Alright, let’s talk about the cloud’s best-kept secret and my personal favorite way to save a fortune: Spot Instances. Think of them as the stock market for AWS’s leftover compute capacity. They have servers sitting around, not making money, and they’d rather sell you time on them for pennies on the dollar than have them idle. The catch? They can take them back from you with a two-minute warning whenever they need them for someone paying full price. It’s a steal, but you have to be ready for your stuff to get evicted.

This isn’t some niche tool for weirdos; it’s a core strategy for anyone doing batch processing, CI/CD, data analysis, or anything else that’s fault-tolerant. If your application can handle being abruptly shut down, you are literally leaving money on the table by not using Spot.

How the Spot Market Actually Works (It’s Not Magic)

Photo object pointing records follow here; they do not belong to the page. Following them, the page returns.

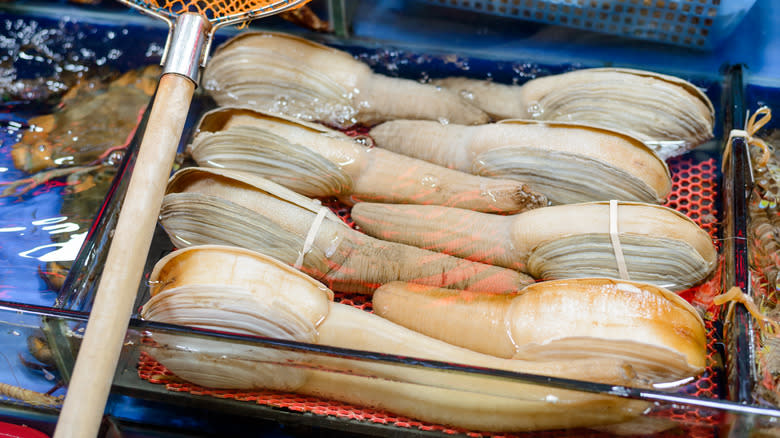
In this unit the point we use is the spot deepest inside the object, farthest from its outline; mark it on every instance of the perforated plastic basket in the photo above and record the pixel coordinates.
(694, 23)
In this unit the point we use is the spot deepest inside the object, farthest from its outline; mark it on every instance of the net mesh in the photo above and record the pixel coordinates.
(219, 10)
(694, 193)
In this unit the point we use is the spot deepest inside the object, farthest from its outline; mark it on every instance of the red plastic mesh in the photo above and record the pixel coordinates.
(694, 194)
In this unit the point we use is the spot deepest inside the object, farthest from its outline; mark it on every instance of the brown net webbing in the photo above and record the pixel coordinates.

Forget the idea of a constant price. The Spot price for each instance type in each Availability Zone is set by AWS based on long-term supply and demand. When spare capacity is high and demand is low, the price plummets. When capacity gets tight, the price rises. You set a maximum price you’re willing to pay per hour. Your instance will run as long as the current Spot price is below your max price. The moment the Spot price exceeds your max price—or, more commonly, when AWS simply needs the capacity back—your instance gets a termination notice. This is the infamous Spot Interruption.

The key thing to understand is that you aren’t bidding against other users. You’re setting a price ceiling. If the market price is $0.05 and you set your max to $10, you’ll still only pay $0.05. You’re just saying “I’m willing to pay up to $10 to keep this thing running.” The market price is the same for everyone.

The Two-Minute Warning: Your Graceful Exit

When AWS decides to reclaim your instance, they don’t just pull the plug. They send a termination notice to the instance metadata service. This is your application’s chance to panic gracefully. You’ve got two minutes to wrap up what you’re doing, save state, commit results, or shut down cleanly.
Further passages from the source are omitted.